Who the party blames depends on part on how they do in the Senate races. If they can get 51, they’ll probably take a good, hard look at which Senators won and where, to see what they need to do to win in 2016.

Then again, the current Republican party thinking might be, “It doesn’t matter who we run in 2016; we’ll win, as the Democrats will nominate Hillary Clinton thanks to their Superdelegate process, and they’ll learn the hard way that the country just isn’t ready to elect a female President.”

Also, if the thinking is that they’re in too deep of a hole to throw money at it (and I for one believe that lots of last-second money, and not Diebold (or whatever they’re called now) voting machines, are what turned Ohio to Bush at the last minute), they might try channeling money from Romney ads to Senate ads in close states, which might be the difference in one or two states going to Obama. Remember, three Supreme Court justices will be at least 80 years old by 2016.

Now you’re not understanding the concept, and you’re being misled by the wording of the press release.

The model could not have predicted the last eight elections because the model is built on the results of those elections.

The model is built on previous elections; it does not, and could not have, predicted them. The only election the model is predicting is the 2012 election. We will see in November if the model works.

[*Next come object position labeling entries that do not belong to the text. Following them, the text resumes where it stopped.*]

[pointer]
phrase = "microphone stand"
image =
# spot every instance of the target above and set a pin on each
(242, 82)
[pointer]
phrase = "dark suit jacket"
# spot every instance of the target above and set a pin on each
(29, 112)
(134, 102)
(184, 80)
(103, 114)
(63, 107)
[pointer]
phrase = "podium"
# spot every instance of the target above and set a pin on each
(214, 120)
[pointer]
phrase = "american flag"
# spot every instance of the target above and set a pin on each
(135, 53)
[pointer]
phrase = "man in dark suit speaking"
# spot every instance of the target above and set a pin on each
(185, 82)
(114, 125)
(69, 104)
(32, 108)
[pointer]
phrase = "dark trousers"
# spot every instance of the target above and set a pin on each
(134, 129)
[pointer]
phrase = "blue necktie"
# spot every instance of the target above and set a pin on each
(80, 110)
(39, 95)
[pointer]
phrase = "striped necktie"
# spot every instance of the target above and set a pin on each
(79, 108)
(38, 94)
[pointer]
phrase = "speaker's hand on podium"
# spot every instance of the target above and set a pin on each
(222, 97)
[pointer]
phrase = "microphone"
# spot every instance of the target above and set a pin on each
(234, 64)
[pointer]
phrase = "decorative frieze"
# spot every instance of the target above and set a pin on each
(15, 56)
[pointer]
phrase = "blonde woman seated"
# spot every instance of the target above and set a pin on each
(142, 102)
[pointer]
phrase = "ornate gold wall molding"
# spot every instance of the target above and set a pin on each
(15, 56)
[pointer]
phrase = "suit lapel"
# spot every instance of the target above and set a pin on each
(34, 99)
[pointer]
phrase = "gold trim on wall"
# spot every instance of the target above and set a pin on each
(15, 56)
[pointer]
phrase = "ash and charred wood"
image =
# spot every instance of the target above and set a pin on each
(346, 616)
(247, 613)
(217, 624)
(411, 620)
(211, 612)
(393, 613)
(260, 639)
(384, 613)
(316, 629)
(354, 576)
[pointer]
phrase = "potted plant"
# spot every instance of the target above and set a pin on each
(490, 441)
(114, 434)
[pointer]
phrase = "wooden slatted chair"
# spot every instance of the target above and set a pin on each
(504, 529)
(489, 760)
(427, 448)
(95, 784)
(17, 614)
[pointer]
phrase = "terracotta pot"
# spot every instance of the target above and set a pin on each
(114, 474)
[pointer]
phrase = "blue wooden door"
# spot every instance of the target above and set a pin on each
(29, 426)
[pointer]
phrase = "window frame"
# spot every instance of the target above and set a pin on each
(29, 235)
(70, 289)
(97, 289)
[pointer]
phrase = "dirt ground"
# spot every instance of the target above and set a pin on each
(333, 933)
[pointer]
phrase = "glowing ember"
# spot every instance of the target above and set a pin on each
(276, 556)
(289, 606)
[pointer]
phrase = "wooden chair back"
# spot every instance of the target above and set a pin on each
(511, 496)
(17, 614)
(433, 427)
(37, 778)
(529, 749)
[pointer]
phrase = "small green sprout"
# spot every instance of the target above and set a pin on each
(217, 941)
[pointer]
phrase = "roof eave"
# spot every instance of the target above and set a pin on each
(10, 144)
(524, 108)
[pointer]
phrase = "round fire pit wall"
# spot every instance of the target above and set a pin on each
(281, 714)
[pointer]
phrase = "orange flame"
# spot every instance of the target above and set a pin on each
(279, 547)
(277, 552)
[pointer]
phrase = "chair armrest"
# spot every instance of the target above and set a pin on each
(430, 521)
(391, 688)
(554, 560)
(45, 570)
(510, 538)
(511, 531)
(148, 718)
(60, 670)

If it does it will be a remarkable achievement, inasmuch as some of their predictions are hard to believe - they predict Minnesota will go for Romney, where Obama has a statistically significant lead, has never trailed at any point, and which has not gone Republican since 1972. Shit, Minnesota even voted for Walter Mondale, and Mondale lost so badly he was mathematically eliminated from being an American. That is one hell of a prediction and if they nail it I’ll be pretty impressed.

What Professor Berry says is, in fact, flatly wrong, if in fact he is being quoted accurately. Having said that, I do not trust a press release to get this stuff right.